Secondly, companies are increasingly adopting cloud-based services. As I predicted years ago, most companies will not broadly adopt cloud without assurance of security. There are too many existing regulations and new privacy requirements being implemented into law for companies to risk putting their data on a cloud solution with no inherent security service. As a result, many cloud companies are ramping up Managed Security Services packages designed to protect their customers. Those cloud companies are selling those services to their customers as additional, or Professional services enhancement to the infrastructure service the customers are looking for. This allows Chief Information Security Officers (CISO), Chief Information Officers (CIO), and Chief Technology Officers (CTO) to work together to provide companies with effective and safe Information Technology (IT) solutions to their users and management while maintaining their compliance requirements. 

Therefore, proprietary on-premise solutions such as FireEye are not attracting the same dollars as they used to. Cloud adoption is shifting the management of risk off-premise and into the hands of large infrastructure companies. Even for companies that keep significant risk assets within their own networks, and adopt a hybrid solution using some cloud services, securing their networks with several proprietary solutions in a piecemeal format is not enticing. In fact, it can be quite expensive. 

While this may seem like a daunting change for FireEye to overcome, I think the path forward is actually pretty straightforward. Instead of selling solutions independently to their client base, they should approach existing cloud providers and sell solutions to them. As cloud adoption increases, US technology assets will be increasingly concentrated in super-sized data centers. This presents hackers an intriguing buffet menu of attack-able compute and data all in once place - a Walmart Superstore of weakly-protected, hack-able systems and databases that will be ripe for the taking. Any company that partners with these cloud solution providers to offer packaged security services which are both customizable and easily scalable stands to make a killing in profits. 

This approach solves the problem for the cloud provider and the end user.
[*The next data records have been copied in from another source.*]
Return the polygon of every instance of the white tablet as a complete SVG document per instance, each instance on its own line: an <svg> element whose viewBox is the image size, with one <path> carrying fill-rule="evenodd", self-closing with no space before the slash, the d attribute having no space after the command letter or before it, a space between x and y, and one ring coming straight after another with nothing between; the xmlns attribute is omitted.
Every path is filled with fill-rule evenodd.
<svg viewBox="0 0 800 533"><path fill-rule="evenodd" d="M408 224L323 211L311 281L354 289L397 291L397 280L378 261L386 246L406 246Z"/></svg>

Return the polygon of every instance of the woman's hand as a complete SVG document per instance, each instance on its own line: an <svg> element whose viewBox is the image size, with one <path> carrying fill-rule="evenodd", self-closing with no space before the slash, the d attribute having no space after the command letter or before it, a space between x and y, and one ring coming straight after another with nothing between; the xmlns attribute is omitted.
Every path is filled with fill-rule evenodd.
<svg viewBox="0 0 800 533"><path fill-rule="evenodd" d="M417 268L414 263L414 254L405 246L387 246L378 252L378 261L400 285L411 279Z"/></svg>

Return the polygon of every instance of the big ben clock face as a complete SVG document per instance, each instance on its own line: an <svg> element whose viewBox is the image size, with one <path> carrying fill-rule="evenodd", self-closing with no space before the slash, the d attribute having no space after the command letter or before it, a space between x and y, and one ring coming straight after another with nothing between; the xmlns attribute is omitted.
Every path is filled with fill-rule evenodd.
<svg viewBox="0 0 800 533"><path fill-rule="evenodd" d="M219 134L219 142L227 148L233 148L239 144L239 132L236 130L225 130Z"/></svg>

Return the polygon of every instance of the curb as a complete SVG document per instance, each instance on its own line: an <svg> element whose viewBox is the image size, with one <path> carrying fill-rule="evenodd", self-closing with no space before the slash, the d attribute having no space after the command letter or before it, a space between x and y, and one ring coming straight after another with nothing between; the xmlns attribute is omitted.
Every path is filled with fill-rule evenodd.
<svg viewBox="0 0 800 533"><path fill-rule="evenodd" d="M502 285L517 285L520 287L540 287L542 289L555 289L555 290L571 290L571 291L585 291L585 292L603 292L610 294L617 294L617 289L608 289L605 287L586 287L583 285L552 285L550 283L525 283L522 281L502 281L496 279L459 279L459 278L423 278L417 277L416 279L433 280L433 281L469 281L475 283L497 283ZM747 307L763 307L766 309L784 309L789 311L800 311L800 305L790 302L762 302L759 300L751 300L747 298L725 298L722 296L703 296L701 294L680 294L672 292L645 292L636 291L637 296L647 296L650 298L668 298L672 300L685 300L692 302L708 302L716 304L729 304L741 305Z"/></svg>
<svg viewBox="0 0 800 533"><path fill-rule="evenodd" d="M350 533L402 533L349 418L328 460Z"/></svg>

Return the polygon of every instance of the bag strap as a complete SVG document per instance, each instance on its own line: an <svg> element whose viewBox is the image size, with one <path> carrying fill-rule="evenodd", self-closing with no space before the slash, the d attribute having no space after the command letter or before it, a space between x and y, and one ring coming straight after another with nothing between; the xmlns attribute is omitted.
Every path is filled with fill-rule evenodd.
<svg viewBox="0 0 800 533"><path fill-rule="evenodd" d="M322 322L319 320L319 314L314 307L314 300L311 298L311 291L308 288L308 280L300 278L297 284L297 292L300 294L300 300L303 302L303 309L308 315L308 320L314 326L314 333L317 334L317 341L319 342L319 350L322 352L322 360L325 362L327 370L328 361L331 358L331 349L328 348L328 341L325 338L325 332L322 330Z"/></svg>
The cloud providers are currently using the same piecemeal appliance approach to secure their internal data centers, and therefore the level of security incident correlation and investigation is weaker than needed to thwart attackers. A company like FireEye, with their FaaS service, could help solve this problem relatively quickly. FireEye could charge an upfront fee as well as incremental costs for each customer added to the cloud company's Managed Security Services. The cloud company would benefit from the excellent research provided to FireEye by Mandiant and the threat collection data already built into FireEye's products. And US companies would benefit from enterprise-class security solutions as an incremental cost to the expansion of their cloud-based assets, which provides a more easily justifiable and affordable option to most company finance teams. 
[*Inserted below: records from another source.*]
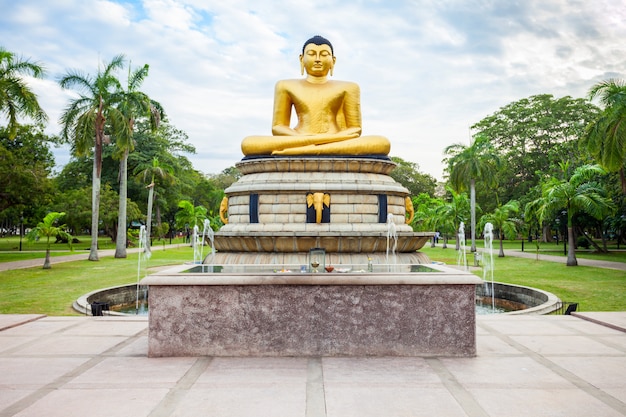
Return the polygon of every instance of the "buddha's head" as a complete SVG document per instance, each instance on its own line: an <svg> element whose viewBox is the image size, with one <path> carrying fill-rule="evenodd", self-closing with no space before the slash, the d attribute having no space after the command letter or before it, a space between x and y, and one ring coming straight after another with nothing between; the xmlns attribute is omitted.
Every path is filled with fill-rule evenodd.
<svg viewBox="0 0 626 417"><path fill-rule="evenodd" d="M333 75L335 66L333 45L326 38L319 35L313 36L302 46L300 55L300 73L306 73L314 77L326 77Z"/></svg>

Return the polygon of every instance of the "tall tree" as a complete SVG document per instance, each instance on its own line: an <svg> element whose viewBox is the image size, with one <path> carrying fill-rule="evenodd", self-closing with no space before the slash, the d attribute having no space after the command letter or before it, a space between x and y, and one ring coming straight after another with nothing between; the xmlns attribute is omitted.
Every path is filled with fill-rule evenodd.
<svg viewBox="0 0 626 417"><path fill-rule="evenodd" d="M489 139L483 135L474 137L470 146L461 143L445 148L449 181L457 192L469 189L471 251L476 252L476 181L487 186L496 185L496 173L500 167L500 157ZM497 195L496 195L497 198Z"/></svg>
<svg viewBox="0 0 626 417"><path fill-rule="evenodd" d="M40 107L37 96L24 81L24 76L43 78L45 70L37 62L21 59L0 47L0 114L9 121L9 138L17 135L18 116L45 123L48 116Z"/></svg>
<svg viewBox="0 0 626 417"><path fill-rule="evenodd" d="M391 160L397 165L389 175L406 187L410 195L418 196L421 193L426 193L431 197L435 195L437 180L428 174L421 173L418 164L397 156L392 156Z"/></svg>
<svg viewBox="0 0 626 417"><path fill-rule="evenodd" d="M606 197L605 190L594 177L604 174L599 165L583 165L568 178L569 164L561 164L563 179L551 177L543 186L540 200L540 219L543 223L558 211L565 210L567 216L567 266L578 265L574 239L574 217L585 213L596 219L608 215L614 208Z"/></svg>
<svg viewBox="0 0 626 417"><path fill-rule="evenodd" d="M589 99L599 98L604 110L589 123L581 145L609 172L619 172L626 194L626 82L610 79L595 84Z"/></svg>
<svg viewBox="0 0 626 417"><path fill-rule="evenodd" d="M146 64L131 73L128 67L128 85L126 90L119 91L113 97L117 109L126 117L128 122L127 136L119 135L115 137L117 147L117 157L120 159L119 170L119 210L117 220L117 238L115 242L115 257L126 258L127 244L127 215L126 201L128 196L128 154L135 148L133 132L135 130L135 119L145 117L150 121L150 126L156 130L159 122L164 117L163 107L157 101L148 97L147 94L139 91L141 84L148 76L149 66Z"/></svg>
<svg viewBox="0 0 626 417"><path fill-rule="evenodd" d="M62 88L73 87L79 94L61 115L62 137L71 143L77 155L89 154L93 148L90 261L99 260L98 213L103 146L109 143L110 136L130 136L127 119L113 102L114 94L121 90L115 71L124 66L124 59L124 55L115 56L103 70L98 69L95 77L70 70L59 80Z"/></svg>

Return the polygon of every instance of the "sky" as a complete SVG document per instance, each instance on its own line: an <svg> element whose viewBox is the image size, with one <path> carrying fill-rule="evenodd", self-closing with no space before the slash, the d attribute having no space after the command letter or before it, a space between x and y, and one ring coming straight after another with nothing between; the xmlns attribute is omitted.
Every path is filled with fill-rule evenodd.
<svg viewBox="0 0 626 417"><path fill-rule="evenodd" d="M47 133L74 97L58 79L124 54L150 66L142 91L205 174L240 161L244 137L271 135L274 84L301 77L313 35L333 43L333 79L360 85L363 134L438 180L444 149L499 108L626 78L624 0L0 0L0 47L47 70L28 79ZM68 147L53 152L68 162Z"/></svg>

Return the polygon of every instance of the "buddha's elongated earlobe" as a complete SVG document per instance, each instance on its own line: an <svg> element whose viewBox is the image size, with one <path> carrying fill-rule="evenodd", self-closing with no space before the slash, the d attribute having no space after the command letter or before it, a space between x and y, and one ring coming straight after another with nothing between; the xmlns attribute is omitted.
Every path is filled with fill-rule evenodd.
<svg viewBox="0 0 626 417"><path fill-rule="evenodd" d="M304 75L304 59L302 55L300 55L300 75Z"/></svg>
<svg viewBox="0 0 626 417"><path fill-rule="evenodd" d="M337 62L337 58L333 56L333 63L330 64L330 76L333 76L333 70L335 69L335 62Z"/></svg>

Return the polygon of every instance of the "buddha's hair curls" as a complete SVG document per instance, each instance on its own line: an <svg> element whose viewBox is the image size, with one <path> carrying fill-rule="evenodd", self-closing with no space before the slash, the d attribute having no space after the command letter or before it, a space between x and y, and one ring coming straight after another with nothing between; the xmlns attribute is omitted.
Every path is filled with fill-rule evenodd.
<svg viewBox="0 0 626 417"><path fill-rule="evenodd" d="M330 46L330 52L335 55L335 51L333 50L333 44L330 43L330 41L326 38L324 38L323 36L320 35L315 35L313 36L311 39L307 40L306 42L304 42L304 45L302 45L302 54L304 55L304 48L306 48L306 46L310 43L313 43L315 45L328 45Z"/></svg>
What's better, FireEye gets to capitalize on their existing product mix and leverage their existing research without re-engineering their product lines. While this does not completely solve the problem of FireEye's current on-premise service portfolio, it adds a revenue stream model to capitalize on existing products and giving FireEye time to adjust their mix for on-premise, single-customer focused solutions. This is a path forward for a company which currently doesn't have one and is struggling to identify the next step. 
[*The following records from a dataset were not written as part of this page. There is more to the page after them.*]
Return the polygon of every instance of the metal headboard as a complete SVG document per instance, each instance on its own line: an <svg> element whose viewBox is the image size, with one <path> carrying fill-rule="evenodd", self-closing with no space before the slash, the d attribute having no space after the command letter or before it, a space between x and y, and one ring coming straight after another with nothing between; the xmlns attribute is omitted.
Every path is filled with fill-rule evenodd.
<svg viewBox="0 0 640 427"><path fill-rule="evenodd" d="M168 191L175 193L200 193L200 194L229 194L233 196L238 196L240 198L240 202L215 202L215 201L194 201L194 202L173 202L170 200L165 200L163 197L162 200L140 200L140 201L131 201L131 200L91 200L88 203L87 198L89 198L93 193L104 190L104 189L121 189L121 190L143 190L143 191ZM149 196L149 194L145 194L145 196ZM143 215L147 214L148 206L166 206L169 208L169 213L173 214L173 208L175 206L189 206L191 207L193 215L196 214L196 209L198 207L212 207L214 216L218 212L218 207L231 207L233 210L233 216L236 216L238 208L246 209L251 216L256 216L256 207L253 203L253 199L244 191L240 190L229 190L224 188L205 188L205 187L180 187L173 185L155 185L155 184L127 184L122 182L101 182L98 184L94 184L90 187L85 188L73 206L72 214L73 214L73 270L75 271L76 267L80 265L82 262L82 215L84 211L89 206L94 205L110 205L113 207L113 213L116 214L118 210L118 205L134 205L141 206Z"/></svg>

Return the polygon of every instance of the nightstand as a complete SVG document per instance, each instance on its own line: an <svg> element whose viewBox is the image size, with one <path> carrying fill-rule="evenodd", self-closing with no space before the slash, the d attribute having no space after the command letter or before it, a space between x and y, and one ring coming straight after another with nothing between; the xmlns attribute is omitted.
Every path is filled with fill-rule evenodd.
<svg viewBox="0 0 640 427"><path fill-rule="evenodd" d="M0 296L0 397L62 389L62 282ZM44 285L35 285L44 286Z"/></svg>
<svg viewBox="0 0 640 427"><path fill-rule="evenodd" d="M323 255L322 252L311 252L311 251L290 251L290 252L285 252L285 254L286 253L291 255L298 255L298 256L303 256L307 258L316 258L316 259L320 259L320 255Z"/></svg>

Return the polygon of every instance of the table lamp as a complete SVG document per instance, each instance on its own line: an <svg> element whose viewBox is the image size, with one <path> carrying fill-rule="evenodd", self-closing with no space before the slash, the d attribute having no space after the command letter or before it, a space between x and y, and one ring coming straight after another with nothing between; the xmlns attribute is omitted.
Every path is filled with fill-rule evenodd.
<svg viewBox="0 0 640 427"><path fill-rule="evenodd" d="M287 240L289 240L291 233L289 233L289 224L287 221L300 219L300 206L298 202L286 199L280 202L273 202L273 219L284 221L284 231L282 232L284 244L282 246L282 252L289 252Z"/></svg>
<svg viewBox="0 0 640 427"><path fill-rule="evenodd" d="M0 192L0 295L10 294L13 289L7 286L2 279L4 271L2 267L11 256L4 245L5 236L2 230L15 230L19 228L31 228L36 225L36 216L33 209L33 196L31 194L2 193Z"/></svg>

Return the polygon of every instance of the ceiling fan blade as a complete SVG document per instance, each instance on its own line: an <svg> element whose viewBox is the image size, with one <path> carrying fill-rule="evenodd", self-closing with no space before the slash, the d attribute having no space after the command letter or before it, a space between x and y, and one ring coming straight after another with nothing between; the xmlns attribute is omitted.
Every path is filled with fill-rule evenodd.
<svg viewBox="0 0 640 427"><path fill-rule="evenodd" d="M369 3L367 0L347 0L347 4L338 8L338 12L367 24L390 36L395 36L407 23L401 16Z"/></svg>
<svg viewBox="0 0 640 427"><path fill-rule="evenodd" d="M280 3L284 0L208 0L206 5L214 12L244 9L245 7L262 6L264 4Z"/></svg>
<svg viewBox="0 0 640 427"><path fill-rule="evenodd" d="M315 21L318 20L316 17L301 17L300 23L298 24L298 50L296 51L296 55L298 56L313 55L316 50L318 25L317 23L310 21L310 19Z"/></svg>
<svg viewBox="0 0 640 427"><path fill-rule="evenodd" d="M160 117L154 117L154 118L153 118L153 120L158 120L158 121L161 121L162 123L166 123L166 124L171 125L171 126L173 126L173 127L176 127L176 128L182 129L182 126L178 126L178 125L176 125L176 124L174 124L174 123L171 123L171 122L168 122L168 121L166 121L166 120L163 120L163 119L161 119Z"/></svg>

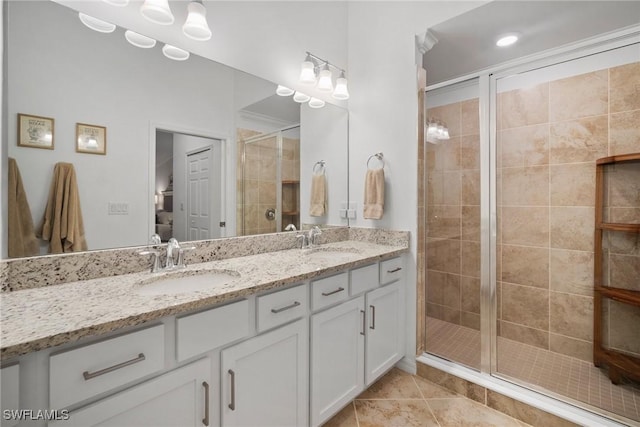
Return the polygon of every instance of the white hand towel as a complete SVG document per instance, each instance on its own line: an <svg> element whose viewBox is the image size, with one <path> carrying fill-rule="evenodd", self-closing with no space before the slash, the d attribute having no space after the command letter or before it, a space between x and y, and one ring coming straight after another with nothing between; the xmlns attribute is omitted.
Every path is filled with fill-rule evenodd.
<svg viewBox="0 0 640 427"><path fill-rule="evenodd" d="M381 219L384 214L384 169L367 169L364 181L364 217Z"/></svg>
<svg viewBox="0 0 640 427"><path fill-rule="evenodd" d="M311 207L309 215L323 216L327 212L327 181L324 174L311 176Z"/></svg>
For security stock investors, I recommend looking for companies that help organizations solve their IT system sprawl and help centralize security operations. The next wave of successful firms will be those that develop services that help organizations simply the security management experience while centralizing threat detection and incident response capabilities, thereby reducing security costs and increasing effectiveness. FireEye could be one of those companies if they can get their strategy aligned with current IT trends and moving into a future-looking direction. 

The author is not invested in any funds mentioned in the article.